Cover Letter Overview
What is a cover letter?
A cover letter is a document that presents your job goals, education, and job history. The cover letter explains why you are capable of filling the job position you want.
Why do I need to do a cover letter?
Many employers need a cover letter to go with a résumé. Employers use cover letters and résumés to see who can do a job. Employers also use cover letters to read about your past jobs. Cover letters explain why you want the job and how you can fulfill the job requirements.
Your cover letter is also important because it shows employers you can communicate effectively. Your cover letter and résumé should work together to convince an employer to give you an interview. It is good to have a cover letter even if you do not need one for a certain job. It is easier to update a cover letter than to write one from scratch in a hurry.
What should I do if I’m a veteran entering civilian life?
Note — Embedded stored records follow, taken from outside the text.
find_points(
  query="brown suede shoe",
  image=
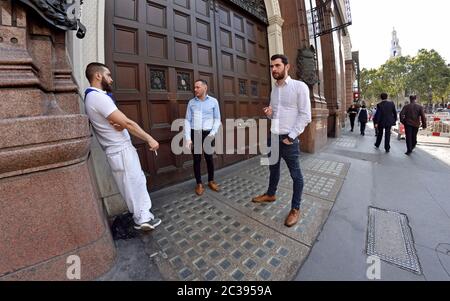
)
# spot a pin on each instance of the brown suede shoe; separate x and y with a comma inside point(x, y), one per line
point(292, 218)
point(199, 189)
point(264, 199)
point(214, 187)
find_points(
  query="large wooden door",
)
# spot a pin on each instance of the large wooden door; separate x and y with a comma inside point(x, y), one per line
point(157, 49)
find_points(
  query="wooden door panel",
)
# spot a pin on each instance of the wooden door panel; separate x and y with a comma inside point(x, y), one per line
point(160, 47)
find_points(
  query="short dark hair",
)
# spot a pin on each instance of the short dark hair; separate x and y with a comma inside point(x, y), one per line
point(283, 58)
point(93, 68)
point(203, 81)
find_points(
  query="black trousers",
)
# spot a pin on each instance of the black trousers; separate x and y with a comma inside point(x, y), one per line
point(411, 137)
point(363, 128)
point(198, 136)
point(387, 138)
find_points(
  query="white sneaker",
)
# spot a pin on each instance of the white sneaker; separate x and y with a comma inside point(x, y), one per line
point(148, 226)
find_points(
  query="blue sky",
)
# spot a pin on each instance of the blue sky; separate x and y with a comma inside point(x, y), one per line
point(419, 24)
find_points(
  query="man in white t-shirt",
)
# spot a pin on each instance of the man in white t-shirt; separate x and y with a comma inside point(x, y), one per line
point(112, 128)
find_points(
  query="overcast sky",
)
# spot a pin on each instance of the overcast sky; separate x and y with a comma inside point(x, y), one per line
point(419, 24)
It is important to write your cover letter in a way that employers will understand. Applying for civilian jobs means you will have to use language people outside the military can understand. For example, in the body paragraphs of your cover letter you will need to do some “translating” between military terms and civilian terms:
Military terms: Received and stored bulk and package petroleum, oils, and lubricants products. Issued and dispensed bulk fuels and water from storage and distribution facilities to using units. Selected and submitted samples of petroleum, oils, and lubricants to laboratory for testing. Performed petroleum and water accounting duties (from Army Pamphlet 611-21).
Civilian terms: Coordinated and distributed petroleum products and monitored quality control systems.
What should I do if I am transitioning from the automotive industry?
It is important to write your cover letter in a way that employers will understand. Applying for your new job outside the auto industry means you will have to use language people outside the industry can understand. For example, in the body paragraphs of your letter you will need to “translate” your auto industry terms:
Auto industry terms: Finished, prepared, and applied various materials, sub-finishes and final top coat paints to components, parts and complete vehicles in accordance with engineering drawings and manufacturer’s recommendations.
“Translated” terms: Worked in a team to apply paint to parts and complete vehicles following detailed engineering drawings and manufacturer’s recommendations.
If you remember specific details and achievements related to your responsibilities, you should include them:
Supervised and coordinated ten employees in automotive assembly and reviewed manufacturing processes and products for quality control. Maintained a 96% average delivery rate while focusing on lean manufacturing and continuous improvement.
What should I do about any times I was not working?
Short times in between jobs or work experience should not hurt your chances of getting an interview. But you should be prepared to talk about those breaks when you meet with the employer. If you were not working for pay but volunteered doing something in the community, talk about that experience to show you were busy doing something.
What should I do if I have been incarcerated?
If you were incarcerated, be honest with the employer and talk about what you did while you were serving your sentence that may contribute to your job skills. For example, many prison systems offer General Education Development (GED) programs so inmates can receive the equivalent of a high school diploma. Prison systems also offer vocational training in carpentry, plumbing, electronics, auto mechanics, etc. If you have received vocational training in prison, talk about this in your interview.
People reentering the work force from prison may want to write a skills-based cover letter. Skills-based cover letters focus on what you can do now rather than explaining an entire work history.